Later in Paul’s ministry, he went to Rome, however, he did not go as a free man as he had planned to do. He didn’t take a missionary journey to Spain as he had planned. I’m not saying he never went to Spain. It is possible that between the two prison terms that he got to go to Spain, but he did not go on his trip as he had hoped to Spain, and on the way stop by and meet with the Roman church—the saints in Rome. He went to Rome as a prisoner of the Roman Government. He was in his first imprisonment by the Romans for approximately four years, but it was only the last two that he was in Rome, itself. He spent the other time in Palestine. The last two years 61-63 AD, he was in Rome under Roman guard. Now as the epistles make plain, he wasn’t in a dungeon. He was not even in a prison. He was able to live in a house by himself and he had visitors come and go. Yet he was a prisoner, he was under (as it were in our societies terms) under house arrest. During this time he wrote epistles to the Ephesians, Philippians, Colossians and to Philemon between 61-63 AD. Now then, if Peter was in Rome from 42 to 67 (a period of 25 years) and Paul was there under house arrest surely he is going to have some information about Peter. Surely as he writes to the Ephesian Christians, the Philippians, the Colossians or to Philemon, surely he is going to have something, some greeting to give from Peter the apostle. No, he does not even mention him! He mentions many of his fellow helpers—several names are given, but no Peter. Thus we come down to 62 or maybe 63 AD. Peter has not been in Rome. Then we come to Paul’s second imprisonment. He was set free for a while but again in 67 AD we see him back in Rome, a prisoner of the Roman Government and this is apparently when he was put to death. What does the tradition say? It says that Peter was in Rome from 42 through 67 AD. The same time that Peter supposedly ends his ministry in Rome. Yes, Paul was imprisoned the second time in 67 AD. Now again he wrote a couple of letters. He wrote the book of Hebrews. In Hebrews 13:24, it says from Italy and then he also wrote 2 Timothy shortly before his death. This is the very year that Peter supposedly was martyred and you know what? There’s still no mention of Peter. Peter was not there. Peter was not in the city of Rome or ever in the city of Rome.

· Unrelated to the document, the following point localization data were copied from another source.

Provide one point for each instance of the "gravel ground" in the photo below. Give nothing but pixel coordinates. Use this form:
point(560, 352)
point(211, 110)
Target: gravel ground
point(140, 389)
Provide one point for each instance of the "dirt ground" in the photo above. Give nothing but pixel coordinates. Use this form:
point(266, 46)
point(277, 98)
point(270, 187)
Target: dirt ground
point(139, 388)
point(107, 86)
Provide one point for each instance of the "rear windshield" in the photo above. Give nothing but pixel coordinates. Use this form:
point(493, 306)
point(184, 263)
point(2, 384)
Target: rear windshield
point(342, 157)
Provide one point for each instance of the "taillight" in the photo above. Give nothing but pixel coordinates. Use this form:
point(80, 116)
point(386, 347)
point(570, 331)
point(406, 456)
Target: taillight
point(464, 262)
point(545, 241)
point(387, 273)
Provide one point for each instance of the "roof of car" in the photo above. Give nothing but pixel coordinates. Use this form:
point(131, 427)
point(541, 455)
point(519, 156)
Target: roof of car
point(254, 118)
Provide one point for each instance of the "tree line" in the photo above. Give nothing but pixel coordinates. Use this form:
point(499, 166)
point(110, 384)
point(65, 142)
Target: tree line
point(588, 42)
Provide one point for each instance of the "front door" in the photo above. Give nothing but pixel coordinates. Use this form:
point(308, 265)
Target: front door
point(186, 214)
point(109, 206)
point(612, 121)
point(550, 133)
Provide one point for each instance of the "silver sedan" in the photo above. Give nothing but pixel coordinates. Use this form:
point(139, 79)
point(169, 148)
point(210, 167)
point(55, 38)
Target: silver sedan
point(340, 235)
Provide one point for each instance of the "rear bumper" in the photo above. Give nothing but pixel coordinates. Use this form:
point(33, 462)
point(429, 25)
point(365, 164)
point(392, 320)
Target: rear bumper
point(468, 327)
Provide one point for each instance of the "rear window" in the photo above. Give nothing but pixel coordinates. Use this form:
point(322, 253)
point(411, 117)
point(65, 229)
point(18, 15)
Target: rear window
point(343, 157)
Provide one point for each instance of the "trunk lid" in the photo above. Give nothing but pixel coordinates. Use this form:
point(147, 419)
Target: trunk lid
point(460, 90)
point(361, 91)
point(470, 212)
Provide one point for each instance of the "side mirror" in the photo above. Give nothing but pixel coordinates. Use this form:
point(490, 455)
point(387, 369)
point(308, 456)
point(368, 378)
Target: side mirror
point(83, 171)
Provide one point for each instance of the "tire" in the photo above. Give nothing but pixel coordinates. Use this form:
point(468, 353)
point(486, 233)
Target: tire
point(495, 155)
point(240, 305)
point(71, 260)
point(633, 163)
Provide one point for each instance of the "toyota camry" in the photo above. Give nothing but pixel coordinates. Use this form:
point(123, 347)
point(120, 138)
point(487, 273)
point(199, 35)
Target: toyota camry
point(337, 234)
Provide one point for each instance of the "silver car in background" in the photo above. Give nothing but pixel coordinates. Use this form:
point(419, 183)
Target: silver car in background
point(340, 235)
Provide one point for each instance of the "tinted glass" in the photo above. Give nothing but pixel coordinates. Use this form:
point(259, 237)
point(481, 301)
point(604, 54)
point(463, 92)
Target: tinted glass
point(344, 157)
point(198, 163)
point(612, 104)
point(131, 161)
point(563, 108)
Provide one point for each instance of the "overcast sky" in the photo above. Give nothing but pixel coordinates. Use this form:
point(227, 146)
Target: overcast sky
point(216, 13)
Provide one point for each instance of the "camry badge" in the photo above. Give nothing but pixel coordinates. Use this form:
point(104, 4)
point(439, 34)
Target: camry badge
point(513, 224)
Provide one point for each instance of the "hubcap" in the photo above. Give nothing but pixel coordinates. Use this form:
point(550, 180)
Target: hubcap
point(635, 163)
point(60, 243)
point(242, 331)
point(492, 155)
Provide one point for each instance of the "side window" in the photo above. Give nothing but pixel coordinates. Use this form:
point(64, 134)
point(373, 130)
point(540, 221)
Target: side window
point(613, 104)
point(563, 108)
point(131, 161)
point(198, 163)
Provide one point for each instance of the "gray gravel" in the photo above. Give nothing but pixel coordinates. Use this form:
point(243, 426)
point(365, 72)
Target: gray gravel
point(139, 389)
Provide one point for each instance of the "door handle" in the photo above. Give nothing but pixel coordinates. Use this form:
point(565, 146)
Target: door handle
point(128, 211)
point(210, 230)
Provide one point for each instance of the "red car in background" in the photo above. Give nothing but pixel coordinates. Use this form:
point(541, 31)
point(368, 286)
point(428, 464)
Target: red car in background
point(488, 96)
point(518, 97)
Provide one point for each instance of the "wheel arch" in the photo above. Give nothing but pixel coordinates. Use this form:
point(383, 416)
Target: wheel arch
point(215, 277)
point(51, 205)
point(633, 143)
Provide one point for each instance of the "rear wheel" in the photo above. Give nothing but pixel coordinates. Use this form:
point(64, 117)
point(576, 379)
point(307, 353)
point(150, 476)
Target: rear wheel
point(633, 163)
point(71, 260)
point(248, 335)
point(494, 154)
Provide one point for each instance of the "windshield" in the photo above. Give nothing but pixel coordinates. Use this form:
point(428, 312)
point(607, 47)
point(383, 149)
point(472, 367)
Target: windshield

In 2 Timothy 4:10, 11. Paul says only Luke was with him. Peter never was in the city of Rome. The whole organizational structure of the Church of Rome is built on false tradition and tragic misinterpretation of our Lord's words. It is built on tradition that is just not true.

Either the statements presented in the Bible are true, OR the contrary traditions are true. The traditions however have obvious errors thouroughly embeded in them and are clearly unreliable. One or the other has to be false. The Bible is the revelation from God and it proves itself to be what it claims to be. It is true. Peter never was in the city of Rome.

We encourage you to check your Bible to see what the truth is. Do not listen to some man or the tradition of fallible men. If it’s false, it’s going to lead you to Hell and eternal damnation. Neither Peter NOR Mary is a way to Heaven? Do you want to have your sins forgiven or do you want to be bound with the chains of a false religion? The Apostle Peter said: Neither is there salvation in any other: for there is none other name under Heaven given among men, whereby we must be saved [ACT 4:12].